Ein individuelles Flächenbewusstsein, politische Sensibilisierungsangebote und kommunale Wohnungstauschplattformen können wichtige Bausteine zur Bearbeitung dieser Frage sein. Der Elefant im Raum wird bei diesen Ansätzen jedoch ausgespart: Nötig wären Instrumente der Wohnflächenbegrenzung und gerechten -umverteilung. Dass diese politischen Instrumente nicht wirklichkeitsfremd sind, sondern tatsächlich existier(t)en und entweder vergessen oder wenig sichtbar sind, thematisiert dieser Beitrag. Anhand einer vergleichenden Betrachtung der Wohnraumzwangsbewirtschaftungsgesetze in den Nachkriegsjahren, der Bestimmungen zu „angemessener Wohnfläche“ im Sozialleistungsbezug sowie der freiwilligen Lebensstilperspektive bei der Vergabe von Wohnraum (z.B. in genossenschaftlichen Tiny House Projekten) werden Kontexte und Wirkungsweisen wohnflächenbegrenzender Instrumente deutlich gemacht. Insbesondere die dadurch entstehenden und entstandenen Problematiken werden im Beitrag analysiert und reflektiert.
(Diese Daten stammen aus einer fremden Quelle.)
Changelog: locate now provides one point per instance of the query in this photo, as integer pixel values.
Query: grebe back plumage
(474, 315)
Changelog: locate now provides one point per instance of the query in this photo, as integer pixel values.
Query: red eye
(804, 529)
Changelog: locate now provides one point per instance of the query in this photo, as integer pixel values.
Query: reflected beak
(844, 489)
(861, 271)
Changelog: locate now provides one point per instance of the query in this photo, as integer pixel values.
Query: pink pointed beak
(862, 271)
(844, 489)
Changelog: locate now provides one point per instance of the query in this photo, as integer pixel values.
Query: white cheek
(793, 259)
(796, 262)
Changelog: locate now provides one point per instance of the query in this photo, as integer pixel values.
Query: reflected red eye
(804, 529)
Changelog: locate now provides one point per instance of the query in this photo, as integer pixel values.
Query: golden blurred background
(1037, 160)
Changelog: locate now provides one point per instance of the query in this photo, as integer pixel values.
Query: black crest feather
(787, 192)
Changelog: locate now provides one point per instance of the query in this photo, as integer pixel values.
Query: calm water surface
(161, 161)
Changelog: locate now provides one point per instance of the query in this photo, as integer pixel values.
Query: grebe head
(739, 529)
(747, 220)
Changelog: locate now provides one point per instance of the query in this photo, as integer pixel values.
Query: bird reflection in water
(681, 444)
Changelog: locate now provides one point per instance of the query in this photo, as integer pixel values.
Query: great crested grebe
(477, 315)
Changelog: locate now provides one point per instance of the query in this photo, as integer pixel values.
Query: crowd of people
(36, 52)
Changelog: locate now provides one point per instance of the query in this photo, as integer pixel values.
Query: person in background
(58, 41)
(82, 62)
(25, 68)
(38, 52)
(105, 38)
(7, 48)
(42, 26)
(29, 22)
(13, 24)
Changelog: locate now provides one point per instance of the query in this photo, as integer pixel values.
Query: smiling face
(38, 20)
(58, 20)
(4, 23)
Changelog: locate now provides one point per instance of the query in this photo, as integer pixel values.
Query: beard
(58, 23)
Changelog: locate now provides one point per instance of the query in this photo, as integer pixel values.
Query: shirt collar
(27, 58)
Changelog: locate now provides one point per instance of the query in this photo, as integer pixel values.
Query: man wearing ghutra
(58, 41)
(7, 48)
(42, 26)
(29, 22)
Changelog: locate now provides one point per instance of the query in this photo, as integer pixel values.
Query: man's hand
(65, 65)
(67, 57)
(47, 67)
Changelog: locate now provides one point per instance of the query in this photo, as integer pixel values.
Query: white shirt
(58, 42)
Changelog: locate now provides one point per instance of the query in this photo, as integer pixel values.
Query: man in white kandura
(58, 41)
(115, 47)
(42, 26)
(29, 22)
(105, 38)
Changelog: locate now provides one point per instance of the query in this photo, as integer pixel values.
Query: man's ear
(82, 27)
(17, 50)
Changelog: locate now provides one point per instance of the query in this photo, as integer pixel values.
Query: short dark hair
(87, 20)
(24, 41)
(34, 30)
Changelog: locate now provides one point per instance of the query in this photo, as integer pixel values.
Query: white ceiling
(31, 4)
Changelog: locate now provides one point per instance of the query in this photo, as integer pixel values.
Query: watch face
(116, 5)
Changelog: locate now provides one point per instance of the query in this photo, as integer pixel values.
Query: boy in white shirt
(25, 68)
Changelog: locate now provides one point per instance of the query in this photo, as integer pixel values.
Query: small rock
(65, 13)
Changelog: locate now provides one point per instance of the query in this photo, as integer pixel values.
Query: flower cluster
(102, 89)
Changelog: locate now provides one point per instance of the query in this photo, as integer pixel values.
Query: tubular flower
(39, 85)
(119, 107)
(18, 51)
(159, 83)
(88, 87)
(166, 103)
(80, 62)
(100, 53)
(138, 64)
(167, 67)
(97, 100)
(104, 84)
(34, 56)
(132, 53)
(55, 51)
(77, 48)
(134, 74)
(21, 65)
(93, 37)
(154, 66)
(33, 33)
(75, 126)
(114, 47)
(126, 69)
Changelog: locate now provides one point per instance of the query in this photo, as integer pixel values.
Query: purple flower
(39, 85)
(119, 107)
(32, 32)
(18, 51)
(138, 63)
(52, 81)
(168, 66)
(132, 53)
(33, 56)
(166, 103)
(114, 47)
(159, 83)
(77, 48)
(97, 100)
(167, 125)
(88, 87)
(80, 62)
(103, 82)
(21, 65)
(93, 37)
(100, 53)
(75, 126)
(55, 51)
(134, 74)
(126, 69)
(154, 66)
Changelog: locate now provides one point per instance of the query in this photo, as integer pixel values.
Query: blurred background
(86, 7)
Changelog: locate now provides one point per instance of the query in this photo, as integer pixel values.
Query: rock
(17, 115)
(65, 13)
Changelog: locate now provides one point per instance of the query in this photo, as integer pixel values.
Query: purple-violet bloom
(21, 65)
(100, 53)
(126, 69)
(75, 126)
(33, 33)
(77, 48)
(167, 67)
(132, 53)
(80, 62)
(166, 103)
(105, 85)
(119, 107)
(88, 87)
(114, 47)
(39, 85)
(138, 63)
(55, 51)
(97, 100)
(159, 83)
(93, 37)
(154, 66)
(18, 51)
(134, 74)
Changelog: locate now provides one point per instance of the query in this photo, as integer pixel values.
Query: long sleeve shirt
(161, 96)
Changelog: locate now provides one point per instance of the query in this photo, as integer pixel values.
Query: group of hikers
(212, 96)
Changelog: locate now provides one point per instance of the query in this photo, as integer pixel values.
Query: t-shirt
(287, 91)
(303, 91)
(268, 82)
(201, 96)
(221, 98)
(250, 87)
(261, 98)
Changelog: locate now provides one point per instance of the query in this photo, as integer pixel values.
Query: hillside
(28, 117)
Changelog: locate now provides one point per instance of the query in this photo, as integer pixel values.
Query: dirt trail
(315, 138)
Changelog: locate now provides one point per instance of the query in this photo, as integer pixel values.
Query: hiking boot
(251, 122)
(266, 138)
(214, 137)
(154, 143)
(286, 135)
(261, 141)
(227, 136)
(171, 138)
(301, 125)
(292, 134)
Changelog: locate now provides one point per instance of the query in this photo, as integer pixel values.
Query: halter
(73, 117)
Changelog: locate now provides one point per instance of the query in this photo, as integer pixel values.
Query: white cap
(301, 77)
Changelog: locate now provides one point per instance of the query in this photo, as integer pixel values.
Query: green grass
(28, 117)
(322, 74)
Im Beitrag sollen kritische Punkte, aber auch konstruktive Ansätze für ein sozial-ökologisch motiviertes Instrumentarium zur Wohnflächenbegrenzung herausgearbeitet und diskutiert werden. Obwohl – oder gerade weil – gesellschaftliche und politische Dynamiken momentan kaum darauf hinweisen, dass im Bereich der Wohnflächenbegrenzung und -umverteilung schnelle und radikale Veränderungen greifbar sind, weist der Beitrag durch die historischen und aktuellen Beispiele auf deren prinzipielle Machbarkeit hin. Auch wenn dabei eine starke Varianz der drei Vergleichsfälle berücksichtigt werden muss, ist die explorative und transdisziplinäre Ausarbeitung dieser Perspektive zentral für die gleichzeitige Bearbeitung von Wohnungsfrage und Klimakrise.